Just Another Manic Monday…

There appear to be two schools of wildly-diverging thought among investors right now, and I’ve been thinking how to bridge the two camps, since I can’t imagine them being both so incredibly wrong given the trillions of dollars on the line on each side.

On the pessimists side are numerous successful investors (Ray DalioJeremy GranthamCharlie MungerMichael Burry) who believe the economy is in a massive bubble.  Both the Buffett Indicator and Shiller PE show the stock market is highly overvalued by historical measures.   Shiller PE in particular shows the stock market as being the 2nd most overvalued in the last 140 years.

On the optimists side is the bond market, where the yield curve is normal and not inverted, and showing signs of increasing but modest inflation.   Which is a sign of a recovering economy.   Rising inflation expectations is telling us that our big problem right now is that the economy is recovering *too* quickly, which is a nice problem to have.

The stock market is likewise showing optimism about the near-term.    VIX is a measure of how much volatility markets foresee in the near future.    When the SP500 is hitting new heights, but the stock market is concerned about an imminent crash, VIX will rise.   When SP500 hits a new heights but VIX is falling, that indicates confidence that a crash is not imminent.   The falling VIX shows the market is increasingly growing confident about the stock market’s near-term future.


With the Fed’s foot firmly on the gas pedal, a massive fiscal stimulus working its way through Congress, and with a de facto second fiscal stimulus in the form of a major infrastructure bill in view, the odds of a recession related to the business-cycle or Fed overtightening this year is basically zero, though some shock like war or natural disaster could still come out of left field.

But we’ve seen instances where the stock market crashed even when the real economy kept growing.  The best example is the “Black Monday” crash of October 19, 1987.   The stock market had risen 44% year-to-date in 1987, and gotten significantly ahead of the underlying economy.   The resulting stock crash on Black Monday hit like a bolt from the blue, for reasons that are still not well-understood.  The S&P 500 dropped 20% in a day, but the real underlying economy (as measured by GDP) kept right on growing.

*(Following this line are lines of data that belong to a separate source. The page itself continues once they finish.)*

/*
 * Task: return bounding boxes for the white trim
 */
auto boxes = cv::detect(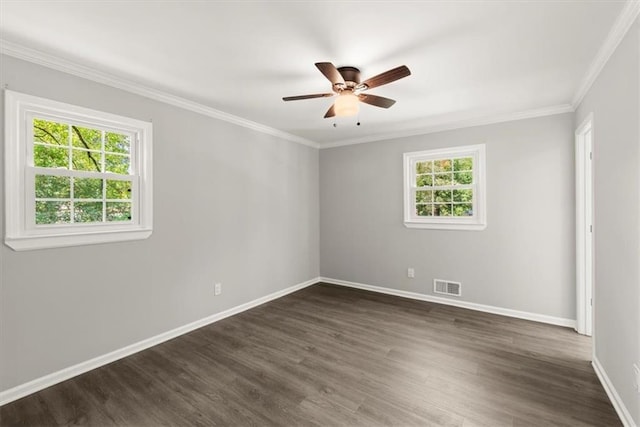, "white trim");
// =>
[0,277,320,406]
[4,90,153,251]
[0,40,318,148]
[571,0,640,109]
[575,113,594,336]
[402,144,487,231]
[591,356,637,427]
[320,277,576,328]
[319,104,575,150]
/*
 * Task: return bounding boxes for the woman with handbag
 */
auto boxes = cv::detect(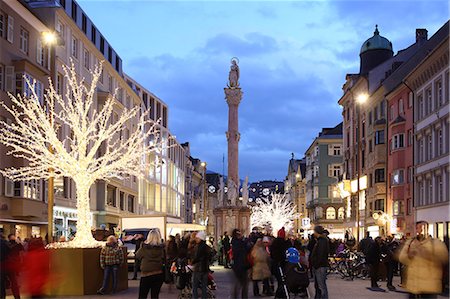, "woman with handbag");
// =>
[136,229,165,299]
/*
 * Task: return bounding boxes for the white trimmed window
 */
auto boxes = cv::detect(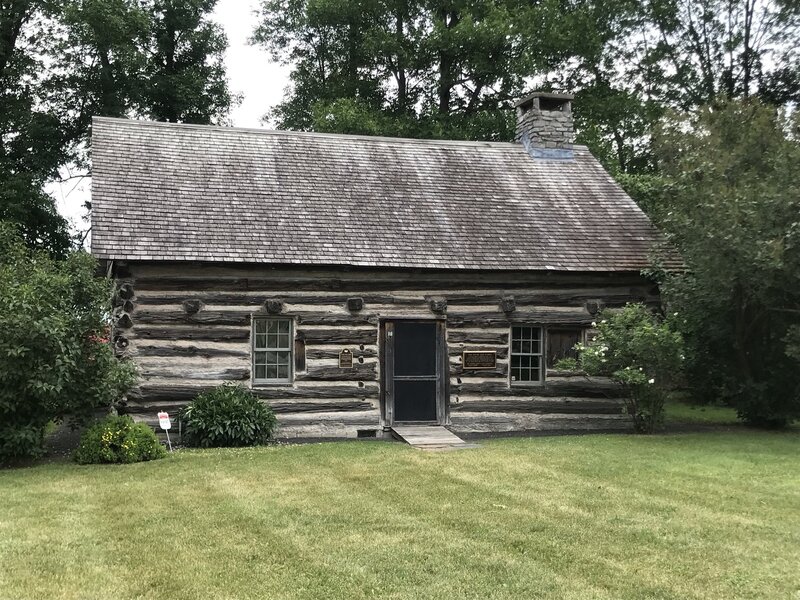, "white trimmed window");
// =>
[510,326,543,383]
[253,318,293,383]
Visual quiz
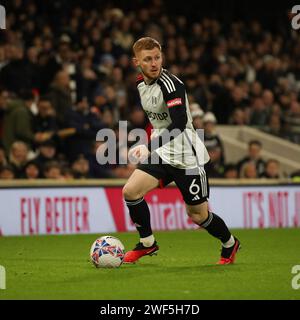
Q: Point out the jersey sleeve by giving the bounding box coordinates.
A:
[148,74,187,151]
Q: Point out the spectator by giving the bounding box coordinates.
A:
[238,140,265,176]
[0,165,15,180]
[49,70,72,127]
[23,161,41,180]
[72,155,90,179]
[0,142,7,167]
[35,140,57,168]
[43,161,64,180]
[240,161,258,179]
[224,163,239,179]
[260,159,280,179]
[9,141,29,178]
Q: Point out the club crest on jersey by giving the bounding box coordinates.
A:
[167,98,182,108]
[151,97,157,107]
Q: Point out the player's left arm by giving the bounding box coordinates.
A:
[147,78,187,151]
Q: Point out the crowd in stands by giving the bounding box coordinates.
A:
[0,0,300,179]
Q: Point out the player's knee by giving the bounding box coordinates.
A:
[187,208,208,225]
[122,184,141,200]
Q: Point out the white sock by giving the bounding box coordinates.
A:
[222,235,235,248]
[140,234,155,248]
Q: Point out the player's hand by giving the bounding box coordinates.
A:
[150,130,158,140]
[128,144,150,162]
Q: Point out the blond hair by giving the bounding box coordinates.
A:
[132,37,161,55]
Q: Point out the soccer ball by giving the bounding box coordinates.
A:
[90,236,125,268]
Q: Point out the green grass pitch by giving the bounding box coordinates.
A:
[0,229,300,300]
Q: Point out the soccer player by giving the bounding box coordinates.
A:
[123,37,240,264]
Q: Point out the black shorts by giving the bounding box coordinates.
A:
[137,159,209,205]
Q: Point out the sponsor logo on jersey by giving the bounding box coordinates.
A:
[146,111,168,120]
[167,98,182,108]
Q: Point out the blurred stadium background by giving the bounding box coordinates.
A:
[0,0,300,298]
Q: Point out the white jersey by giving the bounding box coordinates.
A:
[137,69,209,169]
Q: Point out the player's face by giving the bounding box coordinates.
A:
[134,48,162,80]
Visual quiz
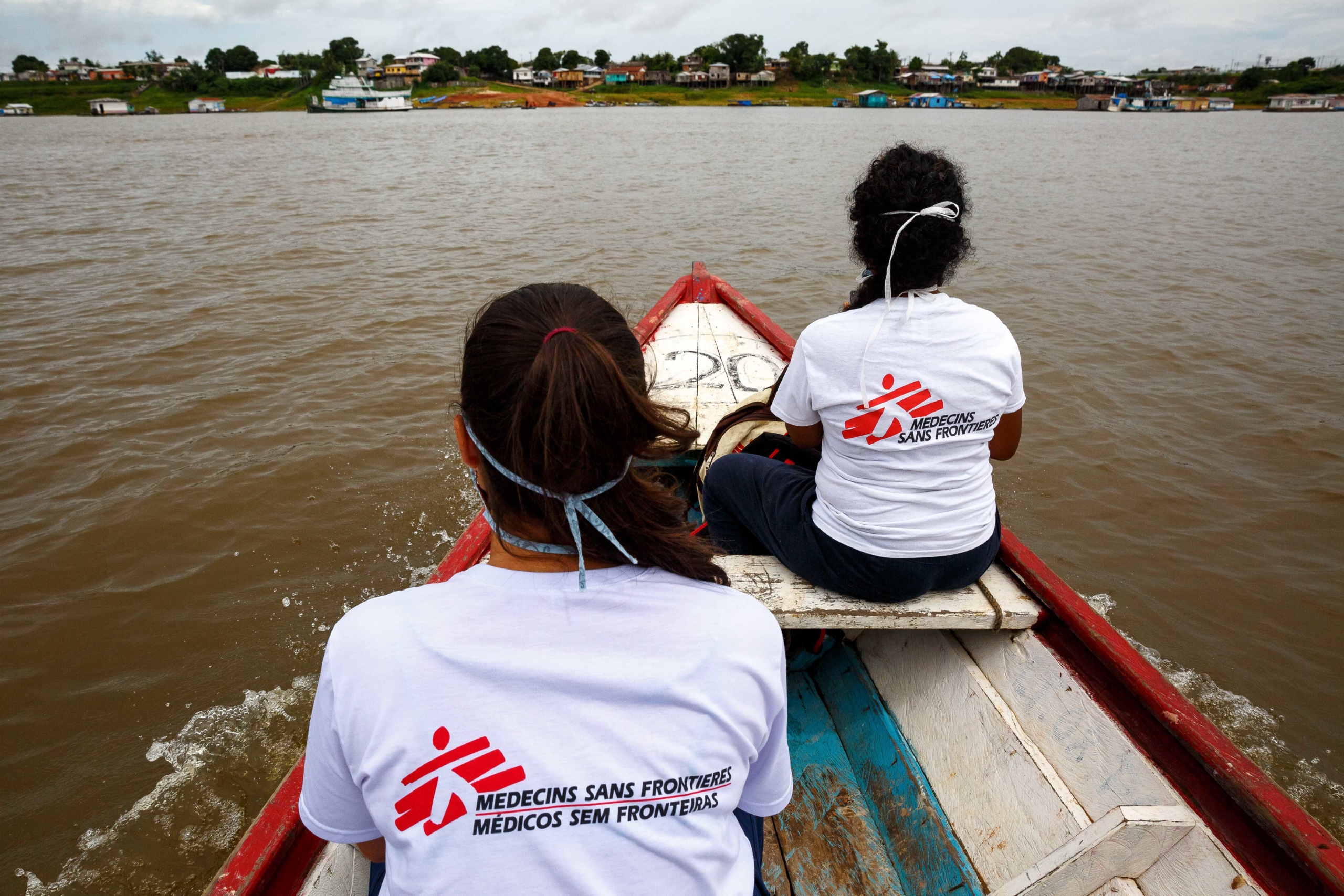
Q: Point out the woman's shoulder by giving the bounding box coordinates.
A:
[640,567,780,631]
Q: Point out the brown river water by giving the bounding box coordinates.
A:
[0,109,1344,896]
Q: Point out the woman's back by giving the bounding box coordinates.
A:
[300,564,792,893]
[300,283,793,896]
[773,291,1024,557]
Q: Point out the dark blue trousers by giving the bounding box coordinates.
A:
[700,454,999,603]
[368,809,770,896]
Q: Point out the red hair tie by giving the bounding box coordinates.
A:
[542,326,578,345]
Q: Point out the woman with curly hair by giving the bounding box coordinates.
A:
[703,144,1025,602]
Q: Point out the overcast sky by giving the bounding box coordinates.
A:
[0,0,1344,72]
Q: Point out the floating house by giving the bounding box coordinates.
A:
[1265,93,1335,111]
[89,97,136,115]
[910,93,957,109]
[308,75,414,111]
[1173,97,1208,111]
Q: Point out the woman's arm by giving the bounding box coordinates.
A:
[355,837,387,862]
[989,407,1022,461]
[783,423,821,447]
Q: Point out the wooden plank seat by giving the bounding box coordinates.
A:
[718,556,1042,629]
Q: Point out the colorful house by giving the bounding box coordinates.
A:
[910,93,957,109]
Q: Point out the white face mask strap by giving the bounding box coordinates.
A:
[859,200,961,407]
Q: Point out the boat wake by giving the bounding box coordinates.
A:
[1085,594,1344,841]
[15,676,317,896]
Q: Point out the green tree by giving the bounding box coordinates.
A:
[327,38,364,71]
[434,47,463,66]
[222,44,261,71]
[463,44,518,78]
[706,32,765,71]
[868,40,900,83]
[1284,56,1316,81]
[10,52,48,74]
[691,43,723,66]
[532,47,561,71]
[634,52,681,71]
[844,44,872,78]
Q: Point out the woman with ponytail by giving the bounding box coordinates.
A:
[300,283,793,896]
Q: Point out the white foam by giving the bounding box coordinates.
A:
[15,676,317,896]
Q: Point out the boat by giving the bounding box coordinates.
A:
[308,75,415,111]
[206,263,1344,896]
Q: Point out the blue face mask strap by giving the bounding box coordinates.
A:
[463,416,640,591]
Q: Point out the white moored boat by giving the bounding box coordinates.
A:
[308,75,414,111]
[207,263,1344,896]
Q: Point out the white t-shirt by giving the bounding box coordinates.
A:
[298,564,793,896]
[773,293,1027,557]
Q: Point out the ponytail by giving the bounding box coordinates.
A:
[461,283,729,584]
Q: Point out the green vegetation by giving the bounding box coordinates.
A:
[0,78,319,115]
[12,52,51,74]
[1223,62,1344,105]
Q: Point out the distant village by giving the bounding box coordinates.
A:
[0,34,1344,114]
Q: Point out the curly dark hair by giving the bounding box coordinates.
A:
[849,144,970,308]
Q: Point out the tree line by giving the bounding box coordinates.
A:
[14,32,1080,91]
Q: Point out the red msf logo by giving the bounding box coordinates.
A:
[840,373,942,445]
[396,727,527,836]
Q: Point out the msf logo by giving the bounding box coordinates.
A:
[396,727,527,836]
[840,373,942,445]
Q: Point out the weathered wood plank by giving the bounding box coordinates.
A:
[1091,877,1144,896]
[761,818,793,896]
[775,672,902,896]
[298,844,368,896]
[718,556,1036,629]
[980,560,1043,629]
[993,806,1195,896]
[1138,826,1263,896]
[958,631,1183,818]
[857,631,1080,889]
[809,645,984,896]
[644,302,785,447]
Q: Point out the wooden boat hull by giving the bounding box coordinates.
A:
[207,263,1344,896]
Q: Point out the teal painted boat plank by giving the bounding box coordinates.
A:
[811,645,985,896]
[775,672,905,896]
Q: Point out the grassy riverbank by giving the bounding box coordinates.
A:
[0,81,320,115]
[0,81,1265,115]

A scenario similar to a “Black Monday” could easily play out this year.    The stock market has gotten significantly ahead of the underlying economy due to fiscal stimulus, optimism about the pandemic ending, inflation expectations, etc.   The stock market, or at least the most overvalued sectors of it, could experience a significant correction (alongside other overvalued assets like cryptocurrency) out of the blue and wipe out a lot of paper wealth, while the underlying economy keeps on strengthening.

That’s a plausible scenario, but of course doesn’t mean it must happen.    The stock market could keep plowing upwards on sheer momentum regardless of nosebleed valuations.   But it’s a possibility to keep in mind when making investment decisions.   In recent weeks I’ve watched friends on Facebook plowing money into tech stocks and cryptocurrency, not understand that at their current valuations they aren’t an investment, merely a lottery ticket with a substantial chance of leaving them poorer.   If you pay $10 for a $5 bill with the hopes that you can find someone to buy it for $20 tomorrow….   That will eventually fail spectacularly.

The current bubble will eventually run out of steam and pop.   I suspect that, whenever the end of this bubble arrives, it will do so with relatively little advanced notice by historical standards.    Given how artificial and manipulated the current economy is,  I don’t suspect it will “coast” for several years like it did during Obama’s last term/Trump’s first term, but is more likely to experience a Wile E. Coyote moment of running off the cliff, briefly peering down, and then falling precipitously.

Hopefully that’s a blog post for another year.

Disclaimer:   I’m currently invested in BRK.B, DODGX, FSLBX and cash equivalents.